The pistol was a 9mm automatic, and Domenico explained the parts and the way they worked, with the weapon’s mechanism automatically
throwing out the empty shell after each shot, putting a new one into the chamber, and preparing the pistol to be fired again.

When Paulie understood all this, Dom taught him about shooting.

Tony sat shaking his head. “I don’t believe I’m seeing this shit.”

The boy noticed the change that came over Domenico, how serious he became as he talked and described how things should be
done. There was none of his fooling around now, no teasing him as a child. Paulie understood that Dom wanted
him to know that guns were a man’s business, not a kid’s, and that people got killed by them. You didn’t play games with guns.
You didn’t point one at somebody unless you were ready to shoot that person. And if you ever did have to shoot, there was
a right and a wrong way of doing that, too.

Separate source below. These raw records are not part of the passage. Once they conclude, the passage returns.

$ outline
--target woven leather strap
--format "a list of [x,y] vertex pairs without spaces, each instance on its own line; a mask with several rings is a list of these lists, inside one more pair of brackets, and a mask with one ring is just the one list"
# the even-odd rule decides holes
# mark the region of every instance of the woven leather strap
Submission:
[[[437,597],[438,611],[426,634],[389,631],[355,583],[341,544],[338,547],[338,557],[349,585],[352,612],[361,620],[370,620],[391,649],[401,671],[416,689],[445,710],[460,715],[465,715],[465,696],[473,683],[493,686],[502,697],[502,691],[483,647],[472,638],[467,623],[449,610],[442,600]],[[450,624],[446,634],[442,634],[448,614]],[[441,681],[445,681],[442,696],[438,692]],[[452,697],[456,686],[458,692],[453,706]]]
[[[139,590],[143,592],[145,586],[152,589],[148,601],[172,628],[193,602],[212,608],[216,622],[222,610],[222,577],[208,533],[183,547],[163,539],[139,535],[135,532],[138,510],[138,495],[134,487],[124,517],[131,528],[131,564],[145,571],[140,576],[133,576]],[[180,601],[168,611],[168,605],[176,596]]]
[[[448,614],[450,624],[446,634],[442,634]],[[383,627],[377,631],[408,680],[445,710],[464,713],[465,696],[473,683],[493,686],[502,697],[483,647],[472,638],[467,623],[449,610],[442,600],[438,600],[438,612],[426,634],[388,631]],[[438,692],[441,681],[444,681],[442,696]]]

The right way was to first make sure that if the gun had a safety switch, you turned it off. Then you aimed the pistol with
both hands, extended your arms, held your breath, and gently squeezed, not jerked, the trigger.

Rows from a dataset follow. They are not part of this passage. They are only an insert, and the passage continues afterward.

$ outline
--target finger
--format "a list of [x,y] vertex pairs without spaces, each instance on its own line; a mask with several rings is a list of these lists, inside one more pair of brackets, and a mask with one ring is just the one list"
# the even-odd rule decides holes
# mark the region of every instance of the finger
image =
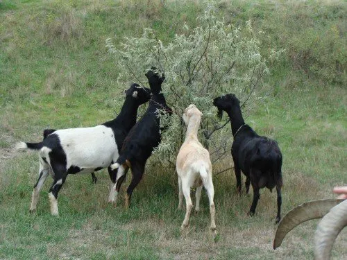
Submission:
[[347,199],[347,194],[341,194],[339,196],[337,196],[337,198],[341,198],[343,200]]

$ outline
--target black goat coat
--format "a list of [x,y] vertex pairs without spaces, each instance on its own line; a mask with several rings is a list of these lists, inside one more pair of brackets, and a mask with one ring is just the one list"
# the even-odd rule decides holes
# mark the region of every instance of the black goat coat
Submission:
[[231,154],[236,166],[253,178],[260,189],[282,186],[282,154],[276,141],[259,136],[244,125],[235,137]]

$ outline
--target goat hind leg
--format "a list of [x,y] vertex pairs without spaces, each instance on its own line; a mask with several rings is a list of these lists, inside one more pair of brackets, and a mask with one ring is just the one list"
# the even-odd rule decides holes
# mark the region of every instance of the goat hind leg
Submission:
[[34,185],[34,189],[33,190],[33,196],[31,198],[31,205],[30,207],[29,212],[33,213],[36,211],[36,206],[37,205],[37,201],[40,196],[40,191],[42,187],[43,184],[46,181],[49,174],[48,165],[44,164],[43,162],[40,163],[40,175],[37,182]]
[[246,177],[246,182],[244,182],[244,184],[246,186],[246,194],[248,194],[249,192],[249,185],[251,184],[251,179],[249,177]]
[[255,185],[253,185],[253,201],[252,202],[252,205],[251,206],[251,209],[249,210],[249,214],[251,216],[253,216],[255,212],[255,208],[257,207],[257,204],[259,200],[259,198],[260,198],[260,194],[259,193],[259,188]]
[[140,180],[142,179],[142,175],[144,172],[144,165],[133,164],[131,168],[133,178],[131,182],[126,190],[126,209],[128,209],[130,205],[131,195],[134,189],[137,186]]
[[95,173],[90,173],[90,175],[92,175],[92,183],[95,184],[96,183],[96,181],[98,180],[96,176],[95,176]]
[[281,205],[282,205],[282,193],[280,186],[276,186],[277,191],[277,216],[276,223],[278,223],[281,219]]
[[121,185],[126,177],[128,169],[128,166],[123,165],[121,165],[119,168],[115,170],[112,170],[110,167],[108,167],[108,173],[112,183],[108,201],[114,204],[115,206],[117,205],[117,197],[121,189]]
[[58,163],[52,163],[52,169],[54,173],[54,181],[49,189],[48,196],[51,204],[51,214],[53,216],[59,216],[58,209],[58,193],[65,182],[67,173],[65,166]]
[[192,208],[193,207],[193,204],[192,203],[192,199],[190,198],[190,187],[187,180],[182,180],[182,189],[183,195],[185,196],[186,205],[185,219],[180,226],[180,229],[183,231],[189,225],[190,212],[192,211]]
[[213,182],[212,177],[209,176],[208,180],[205,183],[204,183],[205,189],[208,193],[208,200],[210,202],[210,215],[211,217],[211,225],[210,226],[210,229],[216,234],[216,223],[214,222],[214,214],[215,214],[215,207],[214,202],[213,201],[214,196],[214,189],[213,187]]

With the ammunition clip removed, Dom demonstrated how all this was done. Then he handed the empty automatic to Paulie and
told him to try it himself.

The boy felt the weight of the gun along with a sudden trembling in his knees. He released the safety. He gripped the butt
with both hands, extended his arms, and aimed the front sight at a crack in the wall. He held his breath and gently squeezed
the trigger.

“Bang,” he said.

The big surprise was that it was all so easy.

47

T
HE HOUSE OF
Don Pietro Ravenelli was just about where the old man in Naples had told Vittorio and Gianni it would be. It stood in the
foothills of northeastern Sicily, about ten kilometers west of Palermo, and not very far off the coast road to Punta Raisi.

It was a big, white, Mediterranean-style villa, with an orange tile roof, a high wall surrounding its several acres of manicured
grounds, and four heavily armed security guards patrolling the areas between the wall and the house itself. Additionally,
there were strategically placed floodlights and closed-circuit television cameras to cover whatever the guards might miss.

It was getting close to early evening, and Gianni and Vit-torio had been reconnoitering the house and grounds for the past
four hours, locating whatever they had to, noting everyone who entered and left the compound, and of course making absolutely
sure that Ravenelli himself never drove out of the place.